Search code examples
pythonscikit-learnclassificationdata-scienceimbalanced-data

Cost Sensitive Classifier fails for heavily imbalanced datasets


I am going to try to keep this as specific as possible but it is kind of a general question as well. I have a heavily skewed dataset in the order of { 'Class 0': 0.987, 'Class 1':0.012 } I would like to have a set of classifiers that work well on such datasets and then create an ensemble learner of those models. I do not think I want to oversample or undersample. I definitely dont want to SMOTE because they don't scale well for high dimensional data/ or result in a very large number of data points. I want to use a cost sensitive approach to creating my classifiers and hence came across the class_weight=balanced parameter in the scikit-learn library. However, it doesn't seem to be helping me much because my F1 scores are still very terrible (in the range of 0.02 etc.) I have also tried using sklearn.utils.class_weight.compute_class_weight to manually calculate the weights, store them in a dictionary and pass it as a parameter to the class_weight parameter, however I see no improvement in F1 score and my False Positives are still very high(around 5k) and everything else quite low(less than 50). I don't understand what I am missing. Am I implementing something wrong? What else can I do to tackle my problem? When I change my evaluation metric from f1_score(average='binary') to f1_score(average='weighted') the F1 score increases from ~0.02 to ~98.66, which I think is probably wrong. Any kind of help including references to how I could tackle this problem will be very helpful.

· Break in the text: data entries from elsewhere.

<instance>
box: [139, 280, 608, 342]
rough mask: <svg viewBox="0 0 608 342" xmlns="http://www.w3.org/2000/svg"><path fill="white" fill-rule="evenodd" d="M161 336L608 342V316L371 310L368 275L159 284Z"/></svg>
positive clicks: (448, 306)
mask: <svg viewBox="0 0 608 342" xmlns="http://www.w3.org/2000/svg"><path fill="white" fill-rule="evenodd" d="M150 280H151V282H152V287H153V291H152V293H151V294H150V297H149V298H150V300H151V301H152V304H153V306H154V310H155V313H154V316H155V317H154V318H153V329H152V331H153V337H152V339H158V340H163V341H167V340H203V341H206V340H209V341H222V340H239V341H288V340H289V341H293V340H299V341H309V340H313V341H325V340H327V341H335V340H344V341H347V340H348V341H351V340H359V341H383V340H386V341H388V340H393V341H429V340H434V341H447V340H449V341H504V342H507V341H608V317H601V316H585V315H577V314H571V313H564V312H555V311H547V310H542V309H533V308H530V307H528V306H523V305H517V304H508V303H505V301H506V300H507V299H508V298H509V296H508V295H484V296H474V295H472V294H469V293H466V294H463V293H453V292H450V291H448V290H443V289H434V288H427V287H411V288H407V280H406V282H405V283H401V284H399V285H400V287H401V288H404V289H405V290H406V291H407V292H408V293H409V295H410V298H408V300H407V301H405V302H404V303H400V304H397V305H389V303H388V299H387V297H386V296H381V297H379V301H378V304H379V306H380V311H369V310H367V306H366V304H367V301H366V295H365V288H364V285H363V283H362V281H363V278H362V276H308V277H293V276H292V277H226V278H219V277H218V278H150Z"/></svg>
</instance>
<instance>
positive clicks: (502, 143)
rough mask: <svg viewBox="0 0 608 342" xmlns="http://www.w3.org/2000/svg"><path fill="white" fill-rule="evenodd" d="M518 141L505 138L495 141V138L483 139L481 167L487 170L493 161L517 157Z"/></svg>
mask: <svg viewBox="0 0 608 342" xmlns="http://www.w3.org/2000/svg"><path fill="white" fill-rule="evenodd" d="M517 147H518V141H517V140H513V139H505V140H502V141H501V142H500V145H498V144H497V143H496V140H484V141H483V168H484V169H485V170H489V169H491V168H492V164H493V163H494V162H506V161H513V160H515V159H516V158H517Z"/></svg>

I am trying to implement XGBOOST, CATBoost, LightGBM, Logistic Regression,SVC('linear'),Random Forest Classifiers


Solution

  • I realized that this question arose due to pure naivete. I resolved my problem by using the imbalanced-learn Python library. Algorithms like imblearn.ensemble.EasyEnsembleClassifier are a godsend when it comes to heavy imbalanced classification where the minority class is more important than the majority class. For anyone having troubles like this I suggest trying to find a different algorithm other than your usual favorites that will help you solve your problem.